The importance of physical activity in the older population

The importance of physical activity in the older population

The older population is increasing worldwide, and it is estimated that it may even double by 2060 (US Dept of Commerce, 2014). Older people are defined as frail individuals as more vulnerable than others and, therefore, more exposed to adverse health outcomes (Clegg A. et al.; 2013), and, in the long term, often result in loss of functional independence and decreased quality of life. The public health system proposes physical activity to prevent such negative health consequences (Fried LP et al.; 2001). Higher levels of physical activity appear to be associated with better health and cognitive function in older adults (HollmannW et al.; 2007). There is evidence that the incidence of chronic diseases is higher in those who do not engage in physical activity (Bielemann RM et al.; 2015). Consequently, physical inactivity with advancing age predisposes more easily to disabling chronic diseases, from atherosclerosis to myocardial insufficiency, coronary artery disease, hypertension, stroke and diabetes (Gill T.M et al; 2004).


Physical activity is, therefore, necessary for frail older individuals and effective as a preventive measure when performed regularly (Kunutsor SK et al., 2021). With ageing, several biological systems undergo deterioration. Consequently, older people must perform sufficient daily activities to compensate for these physiological deficiencies (O'Grady M et al.; 2000). Regular physical activity improves physical and mental functions, attenuates some effects of chronic diseases and ensures motor autonomy and independence (McPhee JS et al.; 2016). Regular exercise promotes what is defined as "healthy ageing" (Hoglund M.W et al.; 2009), characterised by high physical, psychological and social functioning and the absence of serious diseases (Kim HJ et al., 2019).


Physical activity can be defined as any bodily movement (of skeletal muscles) that requires energy expenditure, from specific exercise (intentional physical activity) to habitual occupational/domestic activity (Bull FC et al., 2020). Exercise, in detail, can be classified by type into Aerobic Activity (or endurance or cardio), Strengthening Activity, Balance and Multi-component Physical Activity. Classifying by intensity gradient, we can discern between absolute, moderate, and relative intensity exercises. For older people, multi-component physical activity is preferable, such as aerobic, muscle strengthening, and balance exercises.
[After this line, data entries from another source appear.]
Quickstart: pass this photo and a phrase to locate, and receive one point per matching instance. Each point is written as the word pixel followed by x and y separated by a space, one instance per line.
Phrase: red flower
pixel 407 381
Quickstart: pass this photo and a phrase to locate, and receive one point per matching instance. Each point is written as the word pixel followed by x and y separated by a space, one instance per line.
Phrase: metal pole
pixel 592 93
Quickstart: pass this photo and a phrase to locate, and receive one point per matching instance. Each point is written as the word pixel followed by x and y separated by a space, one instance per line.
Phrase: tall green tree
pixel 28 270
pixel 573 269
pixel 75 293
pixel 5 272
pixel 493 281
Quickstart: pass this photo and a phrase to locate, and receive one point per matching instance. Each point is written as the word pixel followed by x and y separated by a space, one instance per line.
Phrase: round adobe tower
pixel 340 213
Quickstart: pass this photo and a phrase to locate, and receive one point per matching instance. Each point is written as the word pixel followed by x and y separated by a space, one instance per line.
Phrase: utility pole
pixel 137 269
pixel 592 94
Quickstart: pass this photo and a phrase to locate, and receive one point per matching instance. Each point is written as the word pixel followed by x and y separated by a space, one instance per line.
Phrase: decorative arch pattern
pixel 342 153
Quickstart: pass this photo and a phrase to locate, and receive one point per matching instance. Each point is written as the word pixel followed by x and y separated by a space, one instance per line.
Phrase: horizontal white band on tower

Improving balance and strength is particularly important in reducing the risk of falls (Piercy KL et al., 2018). Regarding intensity, moderate and relative intensity exercises are preferred. Since aerobic capacity decreases in older people, it is good to determine their level of effort from time to time and adjust exercise intensity accordingly (American College of Sports Medicine, 2006). Following these indications, the most recommended activity for the older people is walking. Defined as low to moderate-intensity physical activity, walking improves aerobic fitness and facilitates a decrease in body weight. (Lee LL et al.; 2021). As a rule, the faster the walk, the better the cardiovascular health, but generally, any walking at any pace is recommended. The current guidelines, for example, suggest walking 30 min a day for 5 days (Bull FC et al, 2020). Other recommended activities range from specific exercise programs, such as gentle gymnastics, to cycling or various sports, such as table tennis, tai chi or dancing (Piercy KL et al., 2018). It has also been shown that these exercises, being specific and appropriate to elderly needs, are very satisfying for them. (Jung YH et al; 2023). Promoting physical activity for older adults is therefore possible and necessary, as well as highly satisfying!